Every time I code, I answer all of them. Sometimes, the answer can be, for that particular project: “I don’t care”. Sometimes, for that specific line of code, I don’t have to care because there already is a structure, a framework, or a way of doing things that already makes sure the software is great. The important thing is to be aware of those questions, and to take a decision for each of them.

Those questions aren’t in any particular order. I try to split them by software project phase: design, implementation, tests, build, deployment, and monitoring. Some are useful for more than one phase. For each one of them, I try to answer it briefly and offer some potential solutions. Obviously, those solutions are based on my personal knowledge and may - and I hope so - change over time.

Design

The design phase is where everything is built. Developers must make sure they focus on the problem to solve with the right challenge in mind. Try to divide and conquer by fixing one problem at a time. At this point, it is very easy to over design something. Keep in mind the final goal and review it with peers.

Compatibility

When creating a software, think about the future.
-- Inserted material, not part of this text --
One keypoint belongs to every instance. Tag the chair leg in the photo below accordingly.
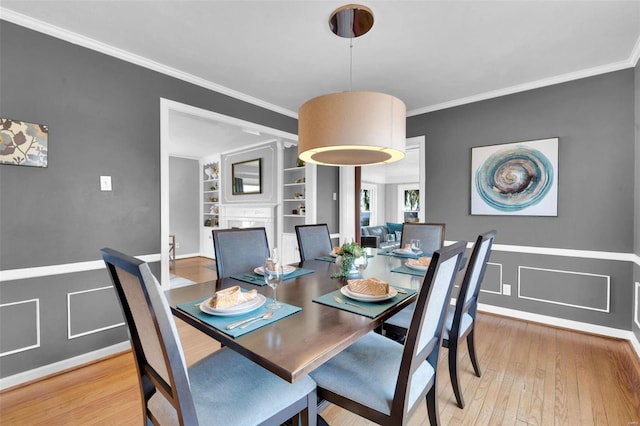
(472, 352)
(432, 406)
(453, 372)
• How will it run with other APIs?
• Can you break the API contract?
• If not, how can you change it?

Most of the time, you must make sure everything stays compatible with your API clients. There aren’t many solutions to that challenge. One of the best ways is to use API versioning. Each time there’s a breaking change on the client side, you change version. Over a long period of time, you can deprecate some API versions and then proceed to clean up some code.

Extensibility

• Can a developer easily change or add functionalities to that component?
• Should a client be able to change its behavior?
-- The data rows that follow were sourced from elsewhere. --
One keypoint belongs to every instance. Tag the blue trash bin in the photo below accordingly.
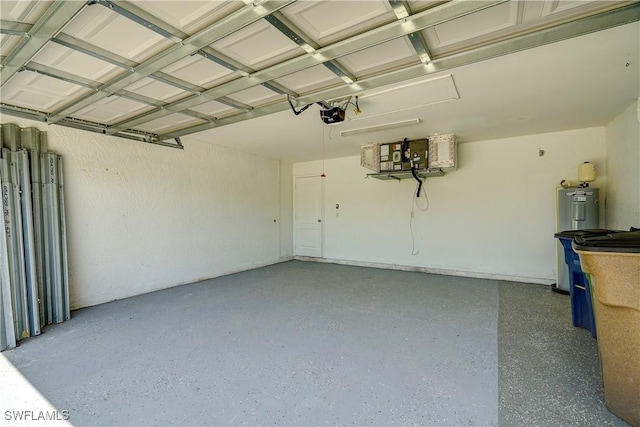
(582, 314)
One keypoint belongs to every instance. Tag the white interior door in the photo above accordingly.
(307, 213)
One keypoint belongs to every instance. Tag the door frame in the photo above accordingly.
(322, 213)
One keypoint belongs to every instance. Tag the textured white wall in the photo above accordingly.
(623, 164)
(493, 217)
(143, 217)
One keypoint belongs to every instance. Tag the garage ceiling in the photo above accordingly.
(156, 71)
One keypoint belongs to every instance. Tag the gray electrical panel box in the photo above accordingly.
(576, 209)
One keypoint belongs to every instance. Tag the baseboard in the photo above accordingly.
(442, 271)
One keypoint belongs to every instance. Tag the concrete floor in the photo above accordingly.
(302, 343)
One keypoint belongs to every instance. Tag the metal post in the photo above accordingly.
(34, 140)
(63, 243)
(7, 328)
(31, 295)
When designing a software, try to think about those different needs. You can challenge them to make them simpler. Sometimes, the requirements are per client, per line of business, or they won’t change at all. Plan ahead and figure out a way to fill all needs. Sometimes, you must let clients code what they want themselves. When they do, design a framework instead of a product. Overall, keep in mind how someone, internal or external, can add functionalities and whom they target.

Upgradability

Upgradability is a bit different than extensibility. In extensibility, you make sure you can add features and modify component behavior based on needs. When talking about upgradability, you need to make sure that you can change the whole component as the application evolves. A component of your software should not be completely bound to another system. You should ask yourself these kinds of questions:

• Can we change the database technology easily?
• How can we change the whole back-end without affecting the clients?
• Can we change an application layer without major impacts everywhere?
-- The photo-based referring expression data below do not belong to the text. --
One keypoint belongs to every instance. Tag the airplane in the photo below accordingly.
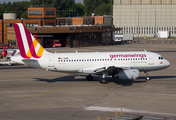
(119, 65)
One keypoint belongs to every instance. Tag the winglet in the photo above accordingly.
(28, 45)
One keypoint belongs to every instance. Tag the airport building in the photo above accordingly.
(145, 17)
(70, 31)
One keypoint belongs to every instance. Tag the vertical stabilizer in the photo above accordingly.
(28, 45)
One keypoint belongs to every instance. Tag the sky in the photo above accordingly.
(1, 1)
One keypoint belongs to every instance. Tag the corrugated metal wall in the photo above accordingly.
(136, 2)
(144, 2)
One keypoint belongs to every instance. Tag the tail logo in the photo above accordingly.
(28, 45)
Across-the-board, it’s a good practice to have a module with a single purpose, which communicates with other parts of the application using a well-known standard. If you don’t, you’ll end up with a house of cards that breaks when anyone tries to change a part of it. By making sure all your modules talk to each other using a standard, you’ll be able to upgrade them separately way easier.

Some standard ways to help your modules communicate are REST or JSON_RPC and not COM Objects, binary serialized objects, or Microsoft-Only thingies (I know they are getting better). The later ones aren’t cross-platform or cross-language and they bind the module to a specific technology.

If you really don’t want to use a web server or need more speed, try something like Google Protocol Buffer or Thrift.

Debuggable

• How can I find a bug in the app?
• How can I troubleshoot a problem in a production environment?
• How can I look at variable values?

At any time, you must be able to debug an application execution. There will be bugs; make sure your software isn’t a big black box. To do so, you can add internal and external logs everywhere - it will help you understand the app flow. Logging everything all the time can consume resources and slow down your app. Having intelligent logs and error messages is tremendously important here. A good log can solve problems before going to the support team (An error happened. vs The communication failed because XYZ wasn't configured properly.). If you need more logs, you can use dynamic switches that will trace your app in specific scenarios without restarting the application. If everything else fails, make sure you can attach to the process or dump the memory to analyze it.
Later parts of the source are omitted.